Simply defined, content that receives clicks is doing its job, but content that receives no clicks is a waste of time in your marketing strategy. If your audience is saying “no thanks” to the links to your content, you can’t even begin to think about lead scoring or conversions. Quantifying engagement in terms of clicks is an important first step in determining whether or not your marketing efforts are effective.
7. Marketing Influenced Customers
In an ideal world, all of your consumers would come from your marketing department’s efforts. Unfortunately, this isn’t the case. But that doesn’t rule out the possibility that your efforts aided in their progression along the buyer’s journey. Your marketing team can still help close a transaction by providing instructive content and nurturing programs, even if your programs didn’t generate the lead.
This metric is similar to marketing-generated leads, but it goes a step further. Examine the number of leads converted in a specific time period to arrive at this figure. Then figure out how many of those leads responded to your marketing efforts at some point. The percentage of marketing-influenced consumers is then calculated by dividing the total number of converted leads by the percentage of marketing-influenced customers.
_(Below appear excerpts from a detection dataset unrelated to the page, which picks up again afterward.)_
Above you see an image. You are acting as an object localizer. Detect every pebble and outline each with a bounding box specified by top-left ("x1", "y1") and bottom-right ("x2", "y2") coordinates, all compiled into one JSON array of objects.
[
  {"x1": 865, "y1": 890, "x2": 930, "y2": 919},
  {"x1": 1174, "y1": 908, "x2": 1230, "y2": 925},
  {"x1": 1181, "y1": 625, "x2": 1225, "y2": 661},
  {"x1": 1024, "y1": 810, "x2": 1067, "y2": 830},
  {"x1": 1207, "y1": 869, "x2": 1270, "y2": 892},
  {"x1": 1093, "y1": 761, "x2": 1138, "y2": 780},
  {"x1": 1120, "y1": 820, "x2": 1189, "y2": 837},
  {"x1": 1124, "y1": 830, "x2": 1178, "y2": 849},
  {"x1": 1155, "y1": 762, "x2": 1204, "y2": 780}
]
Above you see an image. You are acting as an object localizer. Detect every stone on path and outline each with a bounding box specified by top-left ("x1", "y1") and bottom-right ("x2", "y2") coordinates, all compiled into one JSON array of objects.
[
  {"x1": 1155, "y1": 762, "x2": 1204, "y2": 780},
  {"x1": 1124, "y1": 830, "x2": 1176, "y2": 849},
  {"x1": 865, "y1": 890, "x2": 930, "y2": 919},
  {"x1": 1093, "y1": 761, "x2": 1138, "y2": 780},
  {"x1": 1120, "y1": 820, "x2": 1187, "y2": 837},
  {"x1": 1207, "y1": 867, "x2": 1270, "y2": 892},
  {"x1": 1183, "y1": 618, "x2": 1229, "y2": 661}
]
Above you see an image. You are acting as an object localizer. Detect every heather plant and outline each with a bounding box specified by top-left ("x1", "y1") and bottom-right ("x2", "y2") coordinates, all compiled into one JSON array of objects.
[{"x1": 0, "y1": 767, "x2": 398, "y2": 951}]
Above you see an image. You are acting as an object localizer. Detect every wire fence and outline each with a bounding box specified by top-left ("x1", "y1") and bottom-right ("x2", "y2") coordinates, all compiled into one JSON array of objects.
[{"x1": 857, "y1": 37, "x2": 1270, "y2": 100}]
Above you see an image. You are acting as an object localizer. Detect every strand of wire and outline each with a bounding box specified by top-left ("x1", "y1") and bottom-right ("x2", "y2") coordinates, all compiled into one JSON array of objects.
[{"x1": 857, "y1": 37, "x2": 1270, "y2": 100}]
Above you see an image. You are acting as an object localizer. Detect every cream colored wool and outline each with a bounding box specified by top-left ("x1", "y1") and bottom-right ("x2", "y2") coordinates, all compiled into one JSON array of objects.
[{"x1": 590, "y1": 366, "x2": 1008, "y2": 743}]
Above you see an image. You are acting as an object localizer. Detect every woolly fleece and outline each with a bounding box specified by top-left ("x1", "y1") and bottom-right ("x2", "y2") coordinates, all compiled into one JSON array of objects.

In the end, your marketing goals will determine what to measure, but the bottom line will always be the bottom line. Revenue metrics are always the deciding factor in whether or not a B2B marketing strategy was worthwhile. It’s critical to examine KPIs periodically and observe how they’re changing over time once you’ve figured out what you’re looking for and how to assess them. Your relevant KPIs will tell you if you’re accomplishing your goals and help you make smarter decisions about when to modify, recalibrate, or shift course, regardless of how big or small your marketing team is. You can launch and manage your B2B marketing campaigns with confidence, knowing that you’re getting the results you want thanks to dependable, relevant data.